UAMS Doctor Receives VA Merit Award to Address Overprescribing of Thyroid Medication
| UAMS’ Spyridoula Maraka, M.D., has been awarded a Veterans Affairs (VA) Merit Award of $830,000 over four years to address the widespread overprescribing of levothyroxine (LT4), one of the most prescribed drugs in the United States.
LT4 is used to treat hypothyroidism, a condition where the thyroid produces too few hormones. However, many patients are prescribed LT4 based solely on a single abnormal test, even when thyroid function is normal, Maraka said, which can lead to unnecessary treatment and financial burden, disruptive lifestyle changes, cardiovascular risks and even death.
About 20 million people in the United States receive LT4. Among those starting LT4, about 31% have normal thyroid function, meaning LT4 should not have been prescribed, according to a 2021 article in the Journal of the American Medical Association Internal Medicine that Maraka co-authored.
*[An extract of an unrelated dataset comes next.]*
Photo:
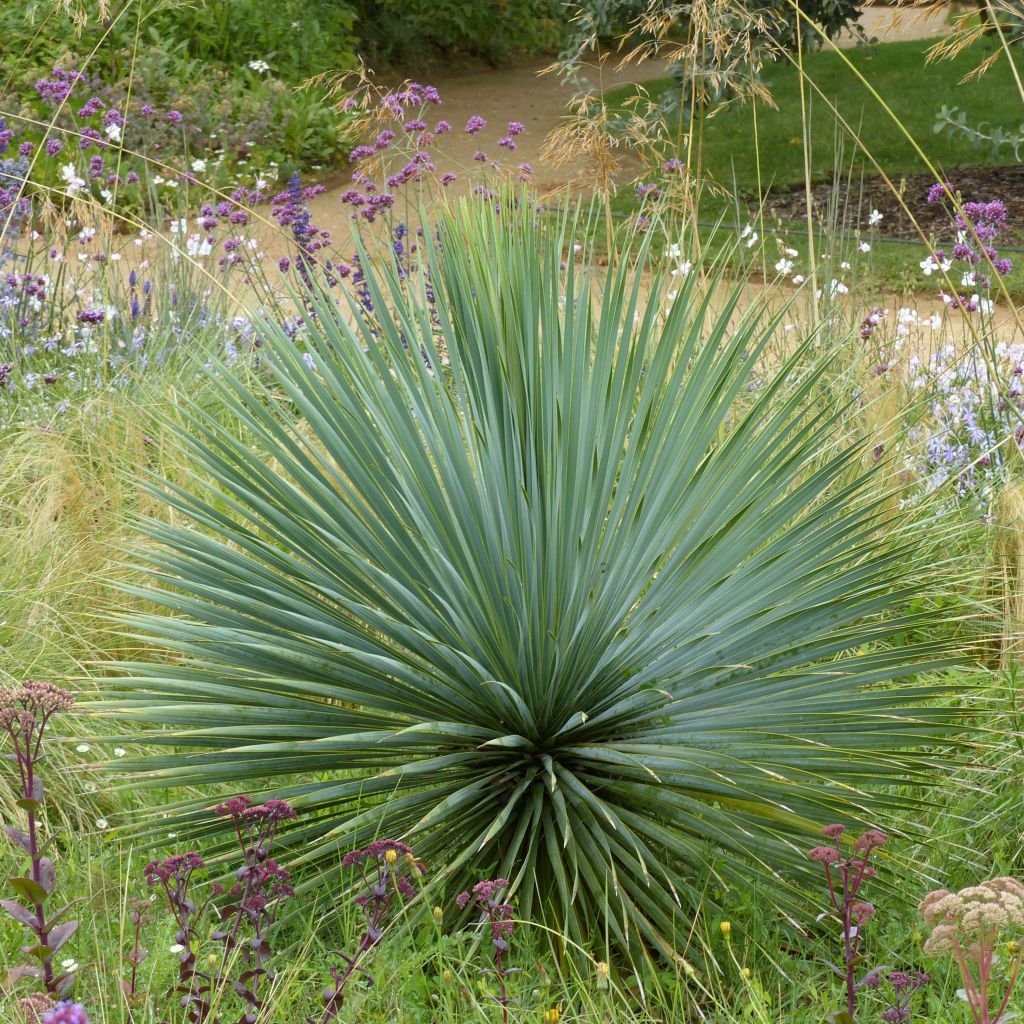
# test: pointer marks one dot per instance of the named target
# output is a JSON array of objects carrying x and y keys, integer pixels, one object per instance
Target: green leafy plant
[{"x": 571, "y": 589}]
“There is widespread, wasteful and harmful overprescribing of LT4,” said Maraka, an associate professor in the UAMS College of Medicine Division of Endocrinology and Metabolism and director of the Endocrinology Fellowship Program. She is also chief of the Section of Endocrinology at the Central Arkansas Veterans Healthcare System (CAVHS).
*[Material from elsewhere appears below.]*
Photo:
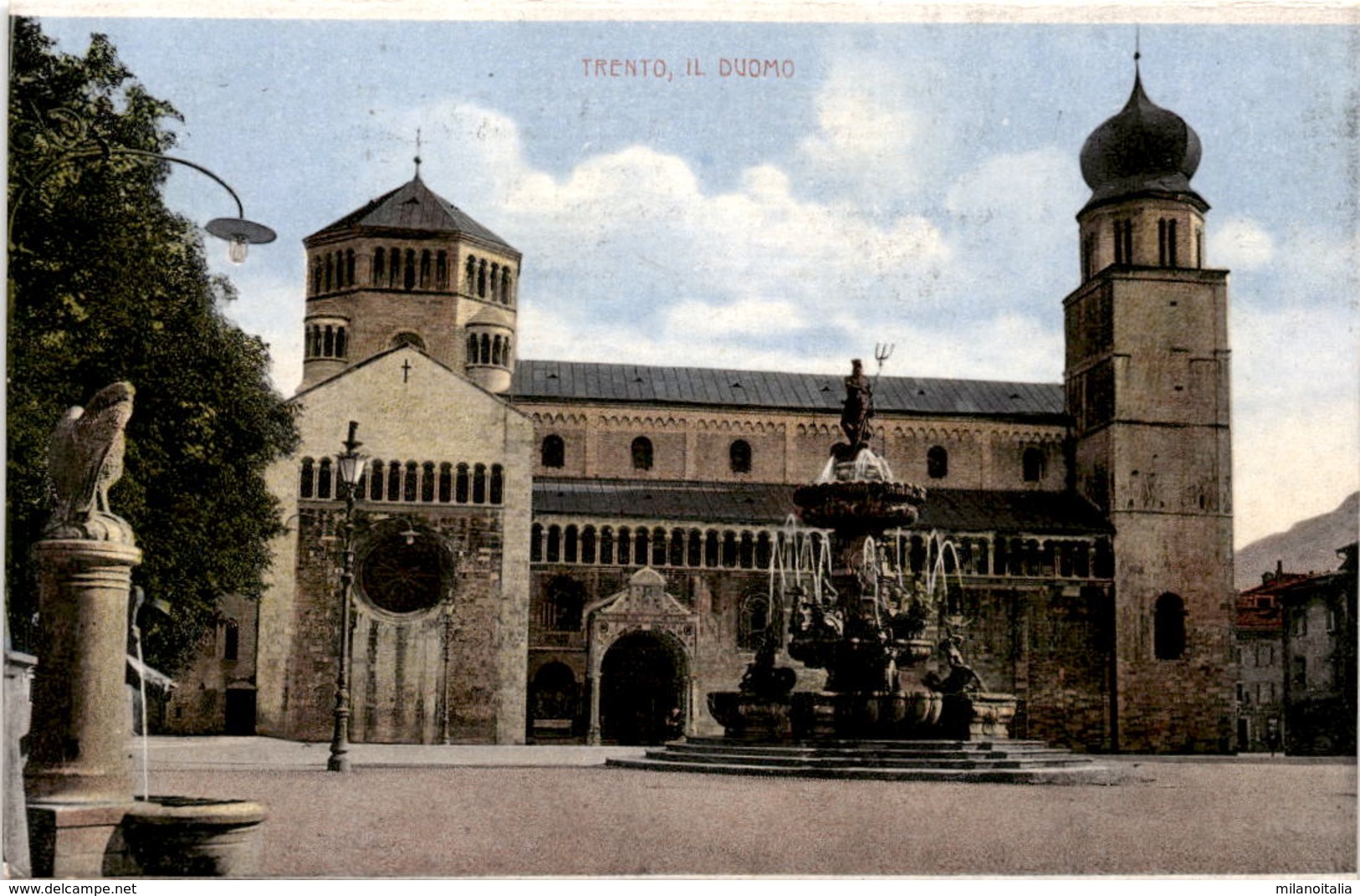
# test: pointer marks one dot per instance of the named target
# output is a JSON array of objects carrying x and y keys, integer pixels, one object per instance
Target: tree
[{"x": 108, "y": 284}]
Maraka’s project, “Minimizing Levothyroxine Overuse,” will use machine learning to determine the factors driving LT4 overuse and develop evidence-based prescribing strategies.
“Our preliminary data show that a lack of informed discussion between patients and their doctors and gaps in doctors’ knowledge of guidelines are a big factor,” Maraka said.
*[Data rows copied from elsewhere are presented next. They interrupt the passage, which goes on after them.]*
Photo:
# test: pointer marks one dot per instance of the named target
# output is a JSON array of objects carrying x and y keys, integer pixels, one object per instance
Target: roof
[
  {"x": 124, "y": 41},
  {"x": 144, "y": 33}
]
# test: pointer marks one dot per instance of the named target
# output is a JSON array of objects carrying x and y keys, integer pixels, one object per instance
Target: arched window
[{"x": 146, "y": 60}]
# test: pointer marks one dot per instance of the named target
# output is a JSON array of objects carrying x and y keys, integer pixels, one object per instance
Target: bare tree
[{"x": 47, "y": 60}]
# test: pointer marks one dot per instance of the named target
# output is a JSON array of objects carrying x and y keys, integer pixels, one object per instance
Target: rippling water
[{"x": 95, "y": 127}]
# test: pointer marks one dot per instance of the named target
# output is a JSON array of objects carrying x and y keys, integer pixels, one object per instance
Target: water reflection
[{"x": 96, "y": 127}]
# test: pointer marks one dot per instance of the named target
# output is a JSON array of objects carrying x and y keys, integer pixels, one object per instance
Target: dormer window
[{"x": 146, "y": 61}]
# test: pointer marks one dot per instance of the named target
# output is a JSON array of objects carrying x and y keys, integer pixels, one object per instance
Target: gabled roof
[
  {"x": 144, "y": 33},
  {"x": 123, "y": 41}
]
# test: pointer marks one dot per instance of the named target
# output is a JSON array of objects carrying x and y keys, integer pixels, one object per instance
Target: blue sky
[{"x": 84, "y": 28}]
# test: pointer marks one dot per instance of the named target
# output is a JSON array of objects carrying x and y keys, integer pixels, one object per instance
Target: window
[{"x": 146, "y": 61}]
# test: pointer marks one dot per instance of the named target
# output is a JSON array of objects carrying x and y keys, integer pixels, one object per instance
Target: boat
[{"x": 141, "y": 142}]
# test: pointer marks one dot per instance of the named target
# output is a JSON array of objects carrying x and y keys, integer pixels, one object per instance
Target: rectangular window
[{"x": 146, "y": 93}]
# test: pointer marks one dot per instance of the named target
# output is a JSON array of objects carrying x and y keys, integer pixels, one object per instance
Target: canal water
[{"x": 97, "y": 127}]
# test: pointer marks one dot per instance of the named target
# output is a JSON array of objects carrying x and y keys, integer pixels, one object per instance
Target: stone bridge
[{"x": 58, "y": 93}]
Using machine-learning methods, her team will be able to identify clusters of risk factors that traditional analyses might miss.
“With conventional statistical methods it may be very hard to figure out who is at risk for levothyroxine overuse,” Maraka said. “With machine learning, we can see through the data and identify subgroups of patients who are more at risk for levothyroxine overuse. Having this important information should allow us to tailor our prescribing strategies towards those groups.”
For example, she said, machine learning can identify multiple factors, such as the combination of gender, race and tobacco use, as a key driver of LT4 overuse.
Maraka gathered the preliminary data for the VA Merit Award application as a recent participant in the UAMS Translational Research Institute’s two-year Implementation Science Scholar Program. She also used her time in the program to get buy-in from clinicians and leaders at CAVHS, where her project will be focused.
“I’m excited to work directly with patients and clinicians on this project,” she said. “This work will enhance clinical decision-making and bridge the gap between guidelines and practice.”
She credits her CAVHS research team and the implementation science training for equipping her with the tools to translate research into actionable solutions.
“I believe I received a strong foundation in implementation science,” she said. “It has helped me develop a solid research approach and a well thought out strategy. I wouldn’t have received this grant if I didn’t have a good understanding of implementation science or the frameworks of how we do this research.”